Although Midnight kept Vintage’s exploratory elements, “95 percent of the producing assets coming out of Vintage went into Daylight Energy Trust,” Nielsen says. In the years that followed, Daylight Energy acquired additional entities to expand and complement its asset base.

Increasing its Depth
Daylight Energy made its most significant transaction in 2006, when it joined with Sequoia Oil & Gas Trust to form Daylight Resources Trust.

“[This] significantly increased the depth and breadth of our operation,” Lambert says. “That transaction increased our size by about 50 percent and brought in a new group of assets with solid exploitation potential.”

Diverse Firm
Today, Daylight is a more than 20,000-barrels-a-day energy trust. Its portfolio includes diverse properties in west central, eastern and southern Alberta, as well as the Peace River Arch area.

Although Daylight drills in developed areas, the trust allows other firms to explore its less developed properties. Recently, an intermediate oil and gas company “put $25 million into [exploring on] our land,” Lambert says.

Although Daylight does not place its own funds into those operations, the trust will still receive 40 percent of the reserves and production found. “[It’s] a good way to create value for our unitholders without having to risk our own dollars,” Nielsen explains.

Image

A Dynamic Team
The company’s senior management team is led by Lambert, who was a founder of Midnight, as well as the vice president of operations at Ulster Petroleums.

A professional engineer, Hanbury was previously the chief operating officer of Sequoia Oil & Gas Trust. Nielsen was treasurer and corporate secretary for Ulster Petroleums Ltd.

“The core to a company’s success, though, is in the staff,”  Lambert says. “We continuously strive to find the best people and put them in a team environment where they can be successful, both for the unitholders and for themselves.”

Well Prepared
The Canadian government has announced that trusts will become taxable entities in 2011. However, Nielsen says Daylight Resources Trust is well prepared for that transition when it comes.

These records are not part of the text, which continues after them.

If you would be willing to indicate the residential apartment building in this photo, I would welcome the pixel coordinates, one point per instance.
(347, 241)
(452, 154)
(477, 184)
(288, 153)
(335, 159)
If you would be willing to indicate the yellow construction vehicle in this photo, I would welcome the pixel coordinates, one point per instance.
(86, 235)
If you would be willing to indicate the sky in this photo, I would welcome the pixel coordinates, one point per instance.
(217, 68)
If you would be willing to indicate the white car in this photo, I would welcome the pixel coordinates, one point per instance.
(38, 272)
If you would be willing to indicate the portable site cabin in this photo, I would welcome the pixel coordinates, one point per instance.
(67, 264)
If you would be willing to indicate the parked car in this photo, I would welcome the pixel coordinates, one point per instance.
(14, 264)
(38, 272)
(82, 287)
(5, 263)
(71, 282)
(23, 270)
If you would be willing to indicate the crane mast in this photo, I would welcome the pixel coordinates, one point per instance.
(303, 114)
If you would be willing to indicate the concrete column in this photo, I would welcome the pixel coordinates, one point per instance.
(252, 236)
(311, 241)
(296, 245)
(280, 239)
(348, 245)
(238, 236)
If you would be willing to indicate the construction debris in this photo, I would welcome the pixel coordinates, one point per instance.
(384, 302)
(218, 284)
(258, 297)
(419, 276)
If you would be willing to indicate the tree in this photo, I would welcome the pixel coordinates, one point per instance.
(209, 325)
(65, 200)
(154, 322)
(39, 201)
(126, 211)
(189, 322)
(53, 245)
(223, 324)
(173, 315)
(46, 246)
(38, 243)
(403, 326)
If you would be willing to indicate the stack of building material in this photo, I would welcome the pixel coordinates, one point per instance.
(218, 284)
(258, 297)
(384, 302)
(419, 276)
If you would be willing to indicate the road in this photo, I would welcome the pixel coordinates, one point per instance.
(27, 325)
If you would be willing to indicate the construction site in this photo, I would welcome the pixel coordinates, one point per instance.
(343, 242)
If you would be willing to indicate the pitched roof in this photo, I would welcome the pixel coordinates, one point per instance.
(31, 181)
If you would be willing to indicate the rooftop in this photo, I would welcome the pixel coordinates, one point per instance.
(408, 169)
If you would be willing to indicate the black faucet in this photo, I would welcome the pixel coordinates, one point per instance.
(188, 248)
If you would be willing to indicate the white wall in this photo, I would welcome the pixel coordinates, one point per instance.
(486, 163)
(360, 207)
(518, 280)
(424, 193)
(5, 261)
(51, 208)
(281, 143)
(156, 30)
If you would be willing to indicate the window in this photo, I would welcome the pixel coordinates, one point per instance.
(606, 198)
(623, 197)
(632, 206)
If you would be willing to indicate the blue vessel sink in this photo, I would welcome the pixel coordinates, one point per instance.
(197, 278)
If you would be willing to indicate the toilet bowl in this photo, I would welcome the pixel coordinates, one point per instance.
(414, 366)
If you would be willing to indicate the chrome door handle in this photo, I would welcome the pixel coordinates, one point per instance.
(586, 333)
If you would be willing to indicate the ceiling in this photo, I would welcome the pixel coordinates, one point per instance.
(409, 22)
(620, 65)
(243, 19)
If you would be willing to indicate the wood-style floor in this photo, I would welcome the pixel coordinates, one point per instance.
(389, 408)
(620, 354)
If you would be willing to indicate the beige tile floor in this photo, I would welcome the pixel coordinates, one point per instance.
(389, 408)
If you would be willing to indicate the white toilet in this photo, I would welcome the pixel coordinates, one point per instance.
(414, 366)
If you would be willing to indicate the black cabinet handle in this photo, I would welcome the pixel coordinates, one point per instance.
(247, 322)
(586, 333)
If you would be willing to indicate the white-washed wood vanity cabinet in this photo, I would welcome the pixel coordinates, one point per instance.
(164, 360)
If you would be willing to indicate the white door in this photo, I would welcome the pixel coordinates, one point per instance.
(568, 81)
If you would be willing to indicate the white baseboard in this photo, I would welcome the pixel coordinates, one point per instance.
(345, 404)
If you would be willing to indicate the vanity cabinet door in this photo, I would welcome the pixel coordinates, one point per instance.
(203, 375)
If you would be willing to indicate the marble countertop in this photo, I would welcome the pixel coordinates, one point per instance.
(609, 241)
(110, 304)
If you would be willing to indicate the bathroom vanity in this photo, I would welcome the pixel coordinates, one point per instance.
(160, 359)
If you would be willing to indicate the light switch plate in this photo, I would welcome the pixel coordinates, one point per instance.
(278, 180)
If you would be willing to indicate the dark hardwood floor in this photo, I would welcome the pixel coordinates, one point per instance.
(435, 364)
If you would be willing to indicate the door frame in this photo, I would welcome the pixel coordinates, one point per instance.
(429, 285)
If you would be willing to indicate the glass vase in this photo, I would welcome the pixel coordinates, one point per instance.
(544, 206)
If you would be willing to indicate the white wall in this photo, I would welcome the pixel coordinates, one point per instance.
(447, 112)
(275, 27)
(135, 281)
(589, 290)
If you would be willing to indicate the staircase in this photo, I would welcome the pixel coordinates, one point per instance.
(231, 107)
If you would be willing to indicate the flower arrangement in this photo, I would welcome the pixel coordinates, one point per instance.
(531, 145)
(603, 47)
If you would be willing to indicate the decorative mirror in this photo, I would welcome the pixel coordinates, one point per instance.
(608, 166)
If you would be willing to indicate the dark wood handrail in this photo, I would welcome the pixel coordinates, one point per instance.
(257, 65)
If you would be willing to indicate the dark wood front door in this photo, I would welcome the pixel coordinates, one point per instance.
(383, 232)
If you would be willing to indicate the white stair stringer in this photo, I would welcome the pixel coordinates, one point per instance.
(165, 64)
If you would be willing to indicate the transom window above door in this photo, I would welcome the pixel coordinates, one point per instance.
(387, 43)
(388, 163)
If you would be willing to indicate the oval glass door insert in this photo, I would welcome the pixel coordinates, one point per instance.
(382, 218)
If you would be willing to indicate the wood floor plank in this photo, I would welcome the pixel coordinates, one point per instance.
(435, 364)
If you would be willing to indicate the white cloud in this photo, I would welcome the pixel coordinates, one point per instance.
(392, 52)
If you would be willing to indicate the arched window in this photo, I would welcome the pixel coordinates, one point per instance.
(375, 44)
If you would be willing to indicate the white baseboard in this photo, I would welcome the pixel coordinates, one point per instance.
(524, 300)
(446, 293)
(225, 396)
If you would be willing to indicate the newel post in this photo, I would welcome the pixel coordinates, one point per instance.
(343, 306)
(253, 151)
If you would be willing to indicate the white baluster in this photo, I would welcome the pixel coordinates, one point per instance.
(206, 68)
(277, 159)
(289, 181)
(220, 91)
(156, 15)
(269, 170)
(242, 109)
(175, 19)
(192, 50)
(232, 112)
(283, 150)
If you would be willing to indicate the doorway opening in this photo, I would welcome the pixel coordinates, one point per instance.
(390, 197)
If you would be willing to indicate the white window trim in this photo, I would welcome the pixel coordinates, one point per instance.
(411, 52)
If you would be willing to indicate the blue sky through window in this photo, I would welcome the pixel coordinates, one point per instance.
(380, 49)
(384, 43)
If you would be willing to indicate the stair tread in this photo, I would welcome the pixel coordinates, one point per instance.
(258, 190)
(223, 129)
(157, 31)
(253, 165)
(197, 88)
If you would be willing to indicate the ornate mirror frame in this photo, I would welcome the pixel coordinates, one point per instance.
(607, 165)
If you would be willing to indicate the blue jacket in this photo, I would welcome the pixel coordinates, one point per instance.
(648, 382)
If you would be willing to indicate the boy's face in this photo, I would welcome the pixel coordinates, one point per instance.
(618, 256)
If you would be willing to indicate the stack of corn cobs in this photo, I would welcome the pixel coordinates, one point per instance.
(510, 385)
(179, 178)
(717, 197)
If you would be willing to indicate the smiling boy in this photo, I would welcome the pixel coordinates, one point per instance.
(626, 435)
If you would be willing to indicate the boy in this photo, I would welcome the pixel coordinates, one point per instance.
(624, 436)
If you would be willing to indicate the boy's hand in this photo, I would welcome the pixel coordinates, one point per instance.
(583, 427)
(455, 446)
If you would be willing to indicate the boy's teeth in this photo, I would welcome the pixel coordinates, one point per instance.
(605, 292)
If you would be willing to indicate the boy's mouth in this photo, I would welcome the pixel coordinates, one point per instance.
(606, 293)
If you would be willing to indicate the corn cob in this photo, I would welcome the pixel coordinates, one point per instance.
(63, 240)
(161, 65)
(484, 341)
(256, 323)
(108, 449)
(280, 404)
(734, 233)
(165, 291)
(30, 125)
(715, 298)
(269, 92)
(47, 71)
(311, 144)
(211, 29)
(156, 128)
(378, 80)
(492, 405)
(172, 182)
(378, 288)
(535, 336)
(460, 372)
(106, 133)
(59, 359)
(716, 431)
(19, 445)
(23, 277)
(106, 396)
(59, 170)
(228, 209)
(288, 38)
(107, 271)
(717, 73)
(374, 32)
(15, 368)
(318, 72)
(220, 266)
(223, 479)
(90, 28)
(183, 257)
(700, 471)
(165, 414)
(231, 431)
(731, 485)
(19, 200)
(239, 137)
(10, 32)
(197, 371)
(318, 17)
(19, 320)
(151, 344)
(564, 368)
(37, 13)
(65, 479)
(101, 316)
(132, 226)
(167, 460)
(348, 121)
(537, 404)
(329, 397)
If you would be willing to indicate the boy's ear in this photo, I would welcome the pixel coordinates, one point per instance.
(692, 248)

“We have generated, and continue to generate, some very good tax pools in the $800 million range,” he explains. “That is going to allow us significant cash tax protection beyond the 2011 time frame.”

Although the trust has seen a rebound from declines in the price of natural gas over the last two years, its balanced portfolio allowed it to shift more of its focus to oil.

“[We’re] able to turn these negatives into positives,” Hanbury says. “We’re starting to gain more traction and see better results as we go forward.

“With the recent increase in natural gas prices, the diversity of our asset base is allowing us to focus on deep tight gas and shallower, lower productivity wells favored by the new Alberta Royalty program,” he adds.

Often, Nielsen says, the trust model is used as an exit strategy for exploration and production companies. However, as Daylight enters its fourth year, the trust’s management plans for an exciting future.

“We’re designing this trust to move forward and be a consolidator,” Hanbury asserts, noting that Daylight believes it is well positioned to take advantage of the challenging times.

Young, Experienced Team
In addition, Hanbury says, Daylight has a young but experienced team. “A lot of us do not see ourselves as near the end-point of our careers,” he asserts. “We are pretty excited about the new technologies coming out and the value they will unlock within our assets.

“We don’t necessarily know what the future’s going to bring,” Hanbury admits.

“[But] I think the trust model is a good one, especially in these more mature oil and gas basins,” he continues. “It’s really reverting into something, I think, truly sustainable.”